For repo men, economic recovery is a blow to business
At the height of the recession, Scott Lennon's business was doing well, but in today's recovery, it's struggling.
The Lynbrook, N.Y.-based entrepreneur owns Payback Repo Incorporated, a car repossession company.
"People say, 'Oh you guys must be doing amazing!'" Lennon said. "It's the total opposite."
Repossession specialists, better known as "repo men," are suffering a nationwide decline in business. There were about 1.3 million auto repossessions in 2012, down from 1.9 million at the height of the recession in 2009, according to Tom Webb, chief economist for Manheim Auctions. Data from Experian Automotive shows a one-third drop in repossessions over the same time period.
As the economy recovers, more Americans have been able to keep up with their car payments.

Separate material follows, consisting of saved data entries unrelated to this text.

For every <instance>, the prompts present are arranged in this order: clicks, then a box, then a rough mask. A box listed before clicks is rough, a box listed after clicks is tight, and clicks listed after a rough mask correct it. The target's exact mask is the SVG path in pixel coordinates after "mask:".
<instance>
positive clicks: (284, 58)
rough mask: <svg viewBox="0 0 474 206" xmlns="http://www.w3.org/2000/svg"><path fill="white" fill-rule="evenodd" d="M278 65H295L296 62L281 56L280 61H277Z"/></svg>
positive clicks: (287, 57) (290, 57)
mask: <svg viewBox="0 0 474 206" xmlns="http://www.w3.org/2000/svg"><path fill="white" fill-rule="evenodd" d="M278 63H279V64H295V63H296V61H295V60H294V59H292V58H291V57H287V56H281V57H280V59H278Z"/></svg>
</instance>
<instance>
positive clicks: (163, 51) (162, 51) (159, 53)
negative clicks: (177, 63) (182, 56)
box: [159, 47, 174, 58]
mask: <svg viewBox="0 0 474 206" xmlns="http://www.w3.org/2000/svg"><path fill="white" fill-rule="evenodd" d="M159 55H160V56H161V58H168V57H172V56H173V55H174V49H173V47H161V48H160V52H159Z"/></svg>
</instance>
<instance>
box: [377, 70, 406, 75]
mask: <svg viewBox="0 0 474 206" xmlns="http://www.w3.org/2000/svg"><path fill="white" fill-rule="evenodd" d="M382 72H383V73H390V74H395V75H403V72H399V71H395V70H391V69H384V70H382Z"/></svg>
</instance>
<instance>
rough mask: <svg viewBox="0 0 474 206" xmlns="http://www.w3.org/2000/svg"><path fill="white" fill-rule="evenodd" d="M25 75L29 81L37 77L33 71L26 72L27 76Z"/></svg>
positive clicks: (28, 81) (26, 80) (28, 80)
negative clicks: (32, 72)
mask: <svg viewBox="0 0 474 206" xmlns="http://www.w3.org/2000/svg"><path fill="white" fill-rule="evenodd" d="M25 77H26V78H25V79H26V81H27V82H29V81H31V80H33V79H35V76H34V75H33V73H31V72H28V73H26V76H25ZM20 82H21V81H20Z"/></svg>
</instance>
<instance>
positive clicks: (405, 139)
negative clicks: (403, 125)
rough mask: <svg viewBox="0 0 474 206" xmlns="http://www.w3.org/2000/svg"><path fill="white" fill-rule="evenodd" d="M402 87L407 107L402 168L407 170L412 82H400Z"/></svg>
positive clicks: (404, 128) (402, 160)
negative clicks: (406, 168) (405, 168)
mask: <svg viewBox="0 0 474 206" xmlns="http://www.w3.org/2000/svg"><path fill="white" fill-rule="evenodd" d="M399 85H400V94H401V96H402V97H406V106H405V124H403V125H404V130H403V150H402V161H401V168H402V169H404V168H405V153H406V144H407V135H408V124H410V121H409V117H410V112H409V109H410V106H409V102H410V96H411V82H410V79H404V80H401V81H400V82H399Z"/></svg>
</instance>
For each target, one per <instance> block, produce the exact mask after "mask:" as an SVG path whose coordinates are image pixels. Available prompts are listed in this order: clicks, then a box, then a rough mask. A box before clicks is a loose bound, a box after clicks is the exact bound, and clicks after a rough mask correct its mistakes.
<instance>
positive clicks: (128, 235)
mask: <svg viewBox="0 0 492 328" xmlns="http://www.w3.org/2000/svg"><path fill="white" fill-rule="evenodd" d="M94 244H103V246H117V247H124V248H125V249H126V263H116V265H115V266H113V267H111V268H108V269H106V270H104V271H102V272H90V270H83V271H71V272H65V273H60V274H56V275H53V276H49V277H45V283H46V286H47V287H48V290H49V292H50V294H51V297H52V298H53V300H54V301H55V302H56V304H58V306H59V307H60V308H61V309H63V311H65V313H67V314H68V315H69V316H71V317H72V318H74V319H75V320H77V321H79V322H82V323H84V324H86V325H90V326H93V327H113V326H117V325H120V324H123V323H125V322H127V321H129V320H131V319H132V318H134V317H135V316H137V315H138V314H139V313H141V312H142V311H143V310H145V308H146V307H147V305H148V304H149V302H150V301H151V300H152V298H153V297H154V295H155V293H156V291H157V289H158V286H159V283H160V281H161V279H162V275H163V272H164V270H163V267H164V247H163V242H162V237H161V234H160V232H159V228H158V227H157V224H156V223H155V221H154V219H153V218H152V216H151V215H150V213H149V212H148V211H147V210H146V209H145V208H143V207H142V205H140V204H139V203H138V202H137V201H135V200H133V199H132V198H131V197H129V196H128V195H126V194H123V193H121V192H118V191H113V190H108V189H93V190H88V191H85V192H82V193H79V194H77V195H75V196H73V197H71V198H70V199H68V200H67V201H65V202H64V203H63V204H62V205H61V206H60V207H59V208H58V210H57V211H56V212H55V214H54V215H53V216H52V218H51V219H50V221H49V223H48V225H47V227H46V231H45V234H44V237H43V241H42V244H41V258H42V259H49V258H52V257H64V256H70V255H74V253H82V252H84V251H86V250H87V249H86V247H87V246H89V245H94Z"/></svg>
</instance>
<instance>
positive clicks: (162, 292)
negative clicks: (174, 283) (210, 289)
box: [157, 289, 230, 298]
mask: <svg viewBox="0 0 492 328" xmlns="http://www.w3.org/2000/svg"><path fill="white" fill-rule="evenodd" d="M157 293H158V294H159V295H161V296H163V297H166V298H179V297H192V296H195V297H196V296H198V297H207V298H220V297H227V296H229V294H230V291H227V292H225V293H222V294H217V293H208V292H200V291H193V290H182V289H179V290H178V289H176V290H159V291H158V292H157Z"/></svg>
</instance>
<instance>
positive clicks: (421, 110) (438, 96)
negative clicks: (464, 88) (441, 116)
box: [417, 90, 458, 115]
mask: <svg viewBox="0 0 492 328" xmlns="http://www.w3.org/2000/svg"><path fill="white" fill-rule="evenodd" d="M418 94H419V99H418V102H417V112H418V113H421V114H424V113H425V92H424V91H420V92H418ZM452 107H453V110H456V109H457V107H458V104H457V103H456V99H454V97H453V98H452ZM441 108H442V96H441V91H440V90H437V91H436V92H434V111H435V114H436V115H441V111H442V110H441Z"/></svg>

The percentage of Americans more than 90 days late on a car loan declined to 4% in the fourth quarter of 2012, down from 5.3% in the fourth quarter of 2010, according to data from the Federal Reserve Bank of New York.
For those in the repossession business, those are grim statistics.

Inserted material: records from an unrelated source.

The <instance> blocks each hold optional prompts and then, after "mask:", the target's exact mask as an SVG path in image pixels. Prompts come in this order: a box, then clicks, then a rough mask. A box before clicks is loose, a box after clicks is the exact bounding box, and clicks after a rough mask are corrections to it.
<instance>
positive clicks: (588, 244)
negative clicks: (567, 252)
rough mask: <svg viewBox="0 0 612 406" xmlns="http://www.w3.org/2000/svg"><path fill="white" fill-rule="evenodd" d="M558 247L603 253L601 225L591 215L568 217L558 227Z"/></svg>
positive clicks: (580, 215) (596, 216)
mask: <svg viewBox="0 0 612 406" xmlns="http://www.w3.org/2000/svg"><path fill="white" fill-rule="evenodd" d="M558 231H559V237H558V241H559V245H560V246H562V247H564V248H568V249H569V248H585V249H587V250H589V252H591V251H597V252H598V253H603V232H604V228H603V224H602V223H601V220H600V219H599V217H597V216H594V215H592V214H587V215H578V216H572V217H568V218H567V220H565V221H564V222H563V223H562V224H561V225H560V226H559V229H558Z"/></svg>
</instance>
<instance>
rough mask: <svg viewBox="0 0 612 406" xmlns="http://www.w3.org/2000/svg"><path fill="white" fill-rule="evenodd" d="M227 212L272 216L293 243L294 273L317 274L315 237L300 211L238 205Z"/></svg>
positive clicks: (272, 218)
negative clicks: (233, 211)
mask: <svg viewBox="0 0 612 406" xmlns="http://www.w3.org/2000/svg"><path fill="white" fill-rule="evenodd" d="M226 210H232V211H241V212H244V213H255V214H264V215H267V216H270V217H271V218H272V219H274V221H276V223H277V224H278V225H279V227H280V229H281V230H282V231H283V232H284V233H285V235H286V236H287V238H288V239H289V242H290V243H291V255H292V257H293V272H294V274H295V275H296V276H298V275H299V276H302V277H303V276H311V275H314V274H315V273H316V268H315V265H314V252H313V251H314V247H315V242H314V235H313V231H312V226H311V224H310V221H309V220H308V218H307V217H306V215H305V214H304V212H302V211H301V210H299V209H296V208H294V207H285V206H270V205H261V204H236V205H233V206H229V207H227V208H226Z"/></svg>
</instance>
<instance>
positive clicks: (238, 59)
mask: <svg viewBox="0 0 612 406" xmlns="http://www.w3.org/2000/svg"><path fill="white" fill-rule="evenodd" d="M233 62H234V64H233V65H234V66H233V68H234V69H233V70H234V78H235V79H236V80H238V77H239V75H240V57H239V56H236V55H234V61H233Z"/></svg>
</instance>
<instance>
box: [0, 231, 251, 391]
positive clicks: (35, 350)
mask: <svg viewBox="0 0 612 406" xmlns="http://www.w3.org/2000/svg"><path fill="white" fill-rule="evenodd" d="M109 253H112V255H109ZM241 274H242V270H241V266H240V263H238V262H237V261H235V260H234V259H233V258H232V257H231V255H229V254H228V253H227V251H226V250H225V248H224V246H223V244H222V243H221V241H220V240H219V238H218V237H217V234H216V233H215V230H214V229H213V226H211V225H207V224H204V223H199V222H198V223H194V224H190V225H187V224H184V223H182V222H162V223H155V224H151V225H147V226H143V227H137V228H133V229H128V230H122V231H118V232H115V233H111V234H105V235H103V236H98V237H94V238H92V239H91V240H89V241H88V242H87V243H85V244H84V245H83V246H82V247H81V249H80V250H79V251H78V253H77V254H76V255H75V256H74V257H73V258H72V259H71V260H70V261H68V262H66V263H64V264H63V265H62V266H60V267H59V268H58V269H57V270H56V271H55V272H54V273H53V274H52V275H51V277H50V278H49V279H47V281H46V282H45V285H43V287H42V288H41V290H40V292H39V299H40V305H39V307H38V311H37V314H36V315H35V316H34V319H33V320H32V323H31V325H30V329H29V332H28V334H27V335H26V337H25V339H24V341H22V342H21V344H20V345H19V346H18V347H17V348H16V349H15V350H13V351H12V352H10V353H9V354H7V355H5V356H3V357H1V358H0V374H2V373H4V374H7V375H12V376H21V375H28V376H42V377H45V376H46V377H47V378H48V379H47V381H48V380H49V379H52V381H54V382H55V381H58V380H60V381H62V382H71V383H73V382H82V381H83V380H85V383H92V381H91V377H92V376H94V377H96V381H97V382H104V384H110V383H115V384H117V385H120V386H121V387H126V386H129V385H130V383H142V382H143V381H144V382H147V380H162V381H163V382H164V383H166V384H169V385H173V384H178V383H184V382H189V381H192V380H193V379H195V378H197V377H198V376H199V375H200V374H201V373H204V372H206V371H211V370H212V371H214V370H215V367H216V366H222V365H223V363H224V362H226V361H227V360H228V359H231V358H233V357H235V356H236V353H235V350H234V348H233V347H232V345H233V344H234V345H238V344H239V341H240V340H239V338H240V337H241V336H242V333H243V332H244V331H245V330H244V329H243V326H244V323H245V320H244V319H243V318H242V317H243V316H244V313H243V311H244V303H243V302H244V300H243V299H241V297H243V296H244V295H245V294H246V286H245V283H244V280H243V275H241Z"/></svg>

Seth Rose, owner of Express Results in Hicksville, N.Y., cut his fleet from seven tow trucks in 2011 to just two trucks today.

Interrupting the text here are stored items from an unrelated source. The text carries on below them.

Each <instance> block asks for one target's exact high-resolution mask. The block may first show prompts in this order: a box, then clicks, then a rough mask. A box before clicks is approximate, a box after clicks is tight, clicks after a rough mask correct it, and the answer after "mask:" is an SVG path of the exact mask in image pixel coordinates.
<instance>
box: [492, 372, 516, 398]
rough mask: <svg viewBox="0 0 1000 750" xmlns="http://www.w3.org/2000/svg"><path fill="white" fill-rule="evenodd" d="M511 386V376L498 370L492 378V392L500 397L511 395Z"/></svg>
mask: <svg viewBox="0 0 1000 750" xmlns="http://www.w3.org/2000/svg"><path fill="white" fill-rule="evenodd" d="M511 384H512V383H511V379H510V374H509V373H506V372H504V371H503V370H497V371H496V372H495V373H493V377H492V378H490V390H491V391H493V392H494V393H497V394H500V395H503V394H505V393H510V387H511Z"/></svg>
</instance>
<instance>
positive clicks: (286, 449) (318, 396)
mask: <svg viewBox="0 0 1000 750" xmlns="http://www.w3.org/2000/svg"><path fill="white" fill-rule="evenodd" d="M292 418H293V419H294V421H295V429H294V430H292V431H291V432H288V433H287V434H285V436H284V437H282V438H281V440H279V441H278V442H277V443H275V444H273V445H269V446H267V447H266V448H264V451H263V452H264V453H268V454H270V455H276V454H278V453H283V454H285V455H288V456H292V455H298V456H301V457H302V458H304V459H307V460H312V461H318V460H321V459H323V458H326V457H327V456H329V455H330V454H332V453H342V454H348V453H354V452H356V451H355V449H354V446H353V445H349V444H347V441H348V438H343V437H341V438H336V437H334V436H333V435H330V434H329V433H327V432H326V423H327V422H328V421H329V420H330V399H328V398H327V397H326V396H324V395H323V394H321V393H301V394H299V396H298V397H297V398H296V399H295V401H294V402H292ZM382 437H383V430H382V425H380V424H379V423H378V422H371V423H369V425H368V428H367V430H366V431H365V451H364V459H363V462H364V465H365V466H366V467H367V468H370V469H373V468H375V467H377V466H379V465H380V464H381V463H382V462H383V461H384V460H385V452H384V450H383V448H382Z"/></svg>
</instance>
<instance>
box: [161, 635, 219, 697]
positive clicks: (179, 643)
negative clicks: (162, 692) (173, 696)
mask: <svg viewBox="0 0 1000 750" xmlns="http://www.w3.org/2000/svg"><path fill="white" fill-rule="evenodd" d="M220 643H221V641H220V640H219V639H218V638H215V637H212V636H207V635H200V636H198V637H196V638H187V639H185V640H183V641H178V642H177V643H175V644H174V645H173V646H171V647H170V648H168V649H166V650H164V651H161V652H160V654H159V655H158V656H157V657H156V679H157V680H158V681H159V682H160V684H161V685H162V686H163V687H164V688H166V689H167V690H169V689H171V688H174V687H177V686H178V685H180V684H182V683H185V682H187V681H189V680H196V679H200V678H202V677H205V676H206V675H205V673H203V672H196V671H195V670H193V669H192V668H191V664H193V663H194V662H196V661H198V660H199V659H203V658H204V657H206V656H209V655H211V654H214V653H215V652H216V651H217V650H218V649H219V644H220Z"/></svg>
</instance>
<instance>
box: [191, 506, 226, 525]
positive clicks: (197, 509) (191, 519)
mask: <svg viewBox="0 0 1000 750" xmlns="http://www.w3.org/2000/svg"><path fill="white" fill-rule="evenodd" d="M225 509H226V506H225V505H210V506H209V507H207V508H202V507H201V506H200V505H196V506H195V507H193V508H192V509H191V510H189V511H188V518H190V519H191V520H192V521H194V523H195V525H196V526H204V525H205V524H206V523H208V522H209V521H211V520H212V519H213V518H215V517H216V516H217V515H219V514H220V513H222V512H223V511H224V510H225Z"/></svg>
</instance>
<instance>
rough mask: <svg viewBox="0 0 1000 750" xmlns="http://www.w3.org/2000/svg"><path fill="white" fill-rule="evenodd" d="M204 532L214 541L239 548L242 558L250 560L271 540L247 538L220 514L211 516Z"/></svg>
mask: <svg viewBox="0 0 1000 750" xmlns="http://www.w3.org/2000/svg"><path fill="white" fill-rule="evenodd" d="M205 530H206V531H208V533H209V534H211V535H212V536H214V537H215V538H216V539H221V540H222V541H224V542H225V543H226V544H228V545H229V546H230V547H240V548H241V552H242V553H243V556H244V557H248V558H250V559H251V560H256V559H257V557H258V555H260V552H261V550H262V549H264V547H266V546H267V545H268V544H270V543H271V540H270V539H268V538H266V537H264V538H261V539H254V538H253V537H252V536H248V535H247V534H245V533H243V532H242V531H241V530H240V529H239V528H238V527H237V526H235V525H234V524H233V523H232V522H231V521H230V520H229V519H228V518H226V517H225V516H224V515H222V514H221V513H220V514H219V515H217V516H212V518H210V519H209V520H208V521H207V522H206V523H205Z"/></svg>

"I decided to lower my overhead," Rose said. "All the expenses have continuously gone up, and our revenues have gone down."
Three years ago, Rose said he was seizing 75 to 100 cars a week. Now, he's down to 25 to 35 a week.
"Right after the big crash, everything was great," said Rose. "I had two lots that were jam-packed." He has since sold one of those lots.
It's not just a matter of volume: repo men are also getting paid less.
Payback Repo's Lennon said he currently makes about $300 per car, down from the $400 he averaged during the recession.
"There's a pinch on our clients, and that causes banks to look for ways to cut costs too," Lennon said. "There's been a lot of causalities in the past two to three years. I had to have this mindset that I need to just survive these years, and half my competition would be gone."
Rose is trying to offset his lost revenue with new ventures, like his Orus iPhone app, released last week. Repo agents need to file reports with the banks when they arrive at a residence and the car isn't there. Orus lets them file those dispatches immediately from the field.
Meanwhile, Lennon's key survival tactic is creative cost-cutting. Instead of sending out gas-guzzling tow trucks to hunt down cars, he now uses fuel-efficient vehicles like the Toyota Prius. He equips them with cameras and license-plate recognition software. His repo agents only summon a tow truck after they've found their target -- saving time and money.
"It's a challenging business," Lennon said, "but I tell myself, isn't everyone in the same boat?"